Les deux septennats de François Mitterrand ont été marqués par des rendez-vous décisifs pour l’avenir de l’Europe et l’agriculture française. Cette période est celle du basculement définitif du paysan vers le producteur agricole, certes avec des rythmes et des intensités variables selon les productions ou les régions.
Cette transition était inéluctable dès lors que la France voulait maintenir sa place prépondérante, économique et politique, dans l’Europe agricole et la construction européenne. Il fallait rebattre les cartes pour sauvegarder une politique intégrée, encore la seule en 1981, cohérente et acceptable par la majorité des pays membres et des principaux partenaires internationaux, et dont la France tirait les plus forts bénéfices, au moins du point de vue budgétaire. Cette transition assumée avec courage par François Mitterrand était d’autant plus difficile pour lui, c’est du moins mon sentiment, que lui-même avait une affection particulière, et une connaissance intime, pour les paysans, notamment ceux de la Saintonge, producteurs de cognac, ou ceux du Morvan, éleveurs traditionnels ou forestiers, ainsi que le rappelle Henri Nallet dans son entretien. La France de François Mitterrand était celle des terroirs ruraux et urbains, liens charnels entre l’homme, son territoire, sa production et sa culture.
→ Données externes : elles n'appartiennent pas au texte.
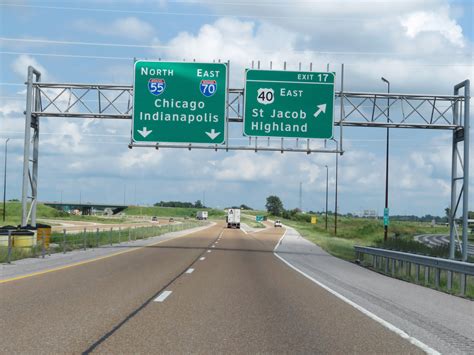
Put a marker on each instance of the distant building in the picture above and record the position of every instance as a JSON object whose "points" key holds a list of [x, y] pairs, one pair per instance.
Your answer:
{"points": [[368, 214]]}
Cela permet de comprendre, en particulier, ses relations chaleureuses avec Raymond Lacombe, président de la FNSEA, malgré leurs divergences, notamment au cours de toute la période de négociations sur la réforme de la politique agricole commune (PAC) de 1990 à 1992.
Mais, au regard de l’évolution récente de la Politique européenne, fallait-il sans doute passer par cette phase douloureuse pour que l’Europe retrouve aujourd’hui ses territoires, qui allient le plus souvent culture, tradition et dynamisme.
À l’arrivée de François Mitterrand à la Présidence, les difficultés de fonctionnement de l’Europe agricole sont déjà là, et depuis plusieurs années :
– une surproduction dans de nombreux secteurs, céréales, viande bovine, lait, productions fortement soutenues par la PAC, ou dans la viticulture du Sud- Ouest, déjà en raison d’un décalage quantitatif et qualitatif entre production et consommation ;
– un budget agricole européen en croissance exponentielle, qui empêche toute initiative forte d’intégration politique et économique dans d’autres secteurs ;
– la perspective de négociations âpres dans le cadre du GATT ; en effet, les États-Unis entendent bien maintenir leur avantage pour exiger que soit mise sur la table du prochain « round » la question des aides agricoles européennes aux exportations, avantage obtenu en partie à cause de l’attitude des gouvernements français précédents, alternant du blocage absolu au laisser-faire ;
– et surtout, une divergence profonde sur la place de l’agriculture entre les trois grands pays européens, Allemagne, France et Grande-Bretagne, et donc sur les solutions à apporter aux dysfonctionnements de la PAC ou sur le positionnement communautaire au GATT.
Dans ce contexte diplomatique délicat, de nombreux paysans français connaissent des situations économiques et sociales graves, liées à la crise économique née du premier choc pétrolier, et qui réduit les perspectives de départ de nombreux jeunes agriculteurs vers des activités secondaires ou tertiaires, et du même coup contribue à la surproduction dans quelques secteurs de production
Aux plans politique et syndical, l’état des lieux est également complexe.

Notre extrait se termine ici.